Verified Brown Forsythe Test Results
The Brown Forsythe Test was run in R, Python and SPSS. All three workflows produced the same result.
Final report sentence: A Brown Forsythe homogeneity-of-variance test was conducted to compare the variance of G3 final grades across studytime groups. The result was F(3, 645) = 1.0263, p = 0.3804. Because p ≥ 0.05, the analysis did not find strong evidence that G3 variance differs across studytime groups.
Group Summary for G3 by Study Time
| Studytime group | N | Mean G3 | Median G3 | SD | Variance | Min | Max |
|---|---|---|---|---|---|---|---|
| 1: <2 hours | 212 | 10.84 | 11 | 3.22 | 10.36 | 0 | 18 |
| 2: 2 to 5 hours | 305 | 12.09 | 12 | 3.24 | 10.52 | 0 | 19 |
| 3: 5 to 10 hours | 97 | 13.23 | 13 | 2.50 | 6.26 | 8 | 18 |
| 4: >10 hours | 35 | 13.06 | 13 | 3.04 | 9.23 | 6 | 19 |
Brown Forsythe Main Result
| Test | Outcome | Group variable | Statistic | df1 | df2 | p-value | Decision |
|---|---|---|---|---|---|---|---|
| Brown Forsythe homogeneity-of-variance test | G3 | studytime | 1.0263 | 3 | 645 | 0.3804 | Do not reject equal variances |
P-Value Comparison with Other Variance Tests
| Variance test | Statistic | p-value | Interpretation |
|---|---|---|---|
| Brown Forsythe median | 1.0263 | 0.3804 | Does not reject equal variances. |
| Levene mean | 0.9845 | 0.3995 | Does not reject equal variances. |
| Bartlett | 9.4627 | 0.0237 | Rejects equal variances. |
| Fligner-Killeen | 3.9943 | 0.2621 | Does not reject equal variances. |
The comparison is important. Bartlett gives a significant p-value, but Brown Forsythe, Levene and Fligner-Killeen do not. This is a useful real example showing why Bartlett can be too sensitive when normality is uncertain.

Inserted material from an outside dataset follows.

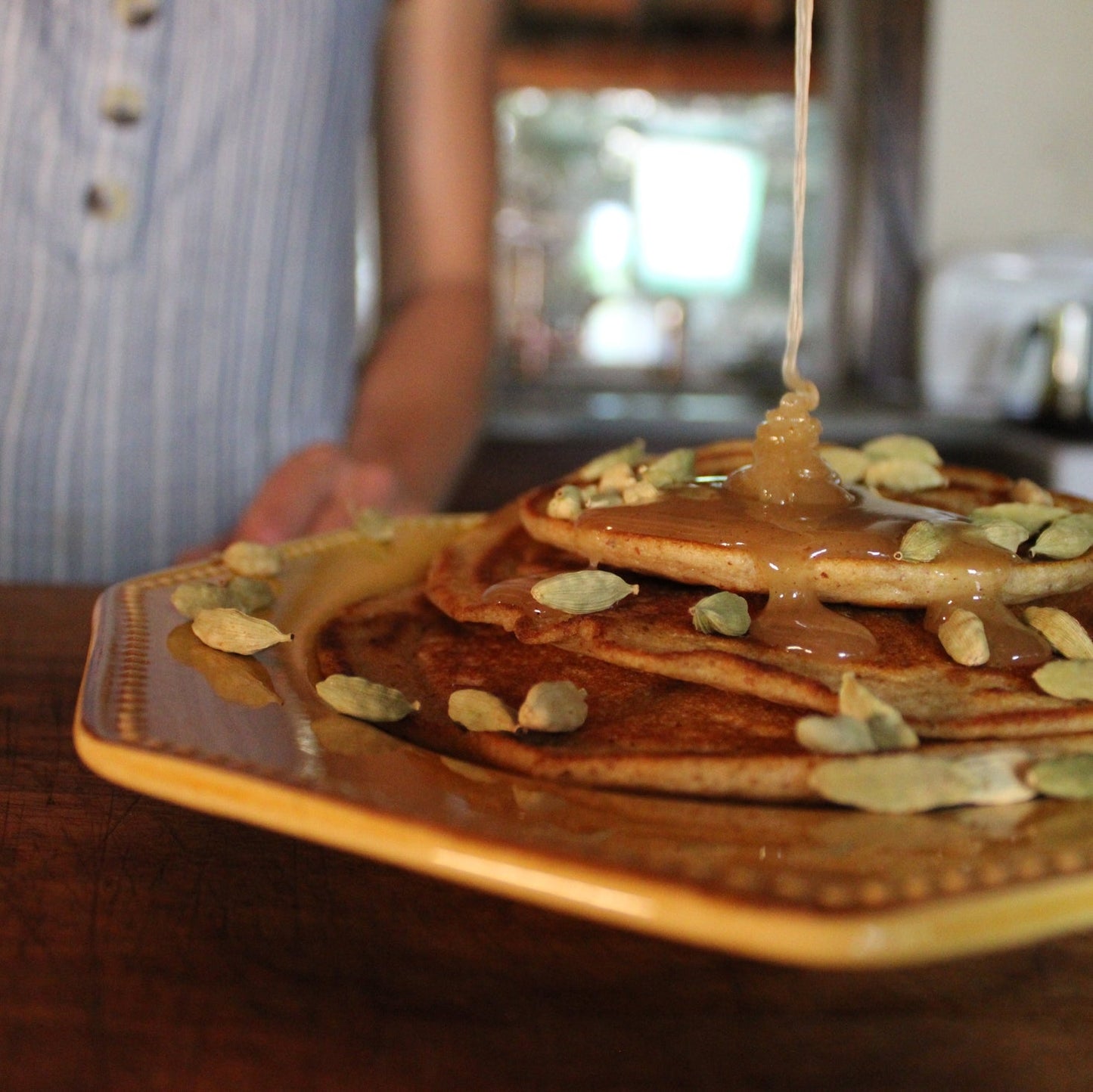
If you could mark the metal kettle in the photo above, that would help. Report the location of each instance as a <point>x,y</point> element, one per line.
<point>1051,371</point>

Brown Forsythe Test Result Images
The boxplot shows that final grades generally rise as studytime increases, but this chart alone does not prove that group variances are unequal. It is a visual support chart, while the Brown Forsythe p-value gives the formal variance result.
The p-value comparison chart helps explain the main methodological point. Brown Forsythe is not significant, Levene is not significant and Fligner-Killeen is not significant, while Bartlett is significant. This makes the article stronger than a generic definition page because it shows how different variance tests behave on the same real dataset.

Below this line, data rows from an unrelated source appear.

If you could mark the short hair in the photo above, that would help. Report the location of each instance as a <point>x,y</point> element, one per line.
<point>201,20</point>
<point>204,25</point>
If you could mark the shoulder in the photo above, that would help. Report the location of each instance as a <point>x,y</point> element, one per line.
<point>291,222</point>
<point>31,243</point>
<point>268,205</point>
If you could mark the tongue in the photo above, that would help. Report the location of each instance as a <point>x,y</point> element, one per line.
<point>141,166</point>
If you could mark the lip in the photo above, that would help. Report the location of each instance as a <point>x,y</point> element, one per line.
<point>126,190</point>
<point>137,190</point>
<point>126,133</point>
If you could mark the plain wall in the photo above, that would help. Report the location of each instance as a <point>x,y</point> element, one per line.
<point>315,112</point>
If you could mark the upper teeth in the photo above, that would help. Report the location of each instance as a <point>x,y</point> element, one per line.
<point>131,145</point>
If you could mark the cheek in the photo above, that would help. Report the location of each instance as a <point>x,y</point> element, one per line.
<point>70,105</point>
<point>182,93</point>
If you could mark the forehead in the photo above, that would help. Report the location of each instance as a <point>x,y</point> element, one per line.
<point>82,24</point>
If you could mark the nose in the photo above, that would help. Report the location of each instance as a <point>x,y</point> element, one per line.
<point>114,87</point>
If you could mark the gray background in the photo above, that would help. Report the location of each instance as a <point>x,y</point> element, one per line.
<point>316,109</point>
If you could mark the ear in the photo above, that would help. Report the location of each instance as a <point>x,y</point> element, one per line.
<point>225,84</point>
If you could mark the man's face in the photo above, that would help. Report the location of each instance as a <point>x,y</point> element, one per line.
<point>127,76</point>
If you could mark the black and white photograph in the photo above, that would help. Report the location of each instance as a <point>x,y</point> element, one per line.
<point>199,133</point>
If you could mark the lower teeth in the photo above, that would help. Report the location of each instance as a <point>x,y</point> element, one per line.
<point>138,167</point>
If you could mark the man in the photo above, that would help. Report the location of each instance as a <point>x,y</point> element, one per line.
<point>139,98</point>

Additional Uploaded Verification Charts
The following additional uploaded charts are included as supporting visual assets. They help document the analysis workflow and give readers more confidence that the result was generated from actual software output rather than only written as theory.
Brown Forsythe Test in R
In R, the Brown Forsythe Test can be calculated manually by converting each G3 value into an absolute deviation from its studytime group median, then running one-way ANOVA on those transformed values.
student <- read.csv("student-por.csv", sep = ";", stringsAsFactors = FALSE)
student$G3 <- as.numeric(student$G3)
student$studytime <- as.factor(student$studytime)
group_medians <- tapply(student$G3, student$studytime, median)
student$bf_abs_dev_G3 <- abs(student$G3 - group_medians[as.character(student$studytime)])
bf_model <- aov(bf_abs_dev_G3 ~ studytime, data = student)
summary(bf_model)The verified R output gives F(3, 645) = 1.0263 and p = 0.3804.
Brown Forsythe Test in Python
In Python, the median-centered Brown Forsythe version can be run with scipy.stats.levene using center=”median”.
import pandas as pd
from scipy import stats
student = pd.read_csv("student-por.csv", sep=";")
groups = [
student.loc[student["studytime"] == 1, "G3"],
student.loc[student["studytime"] == 2, "G3"],
student.loc[student["studytime"] == 3, "G3"],
student.loc[student["studytime"] == 4, "G3"]
]
stat, p = stats.levene(*groups, center="median")
print(stat, p)The verified Python result is statistic = 1.026312 and p = 0.380358, matching the R and SPSS outputs.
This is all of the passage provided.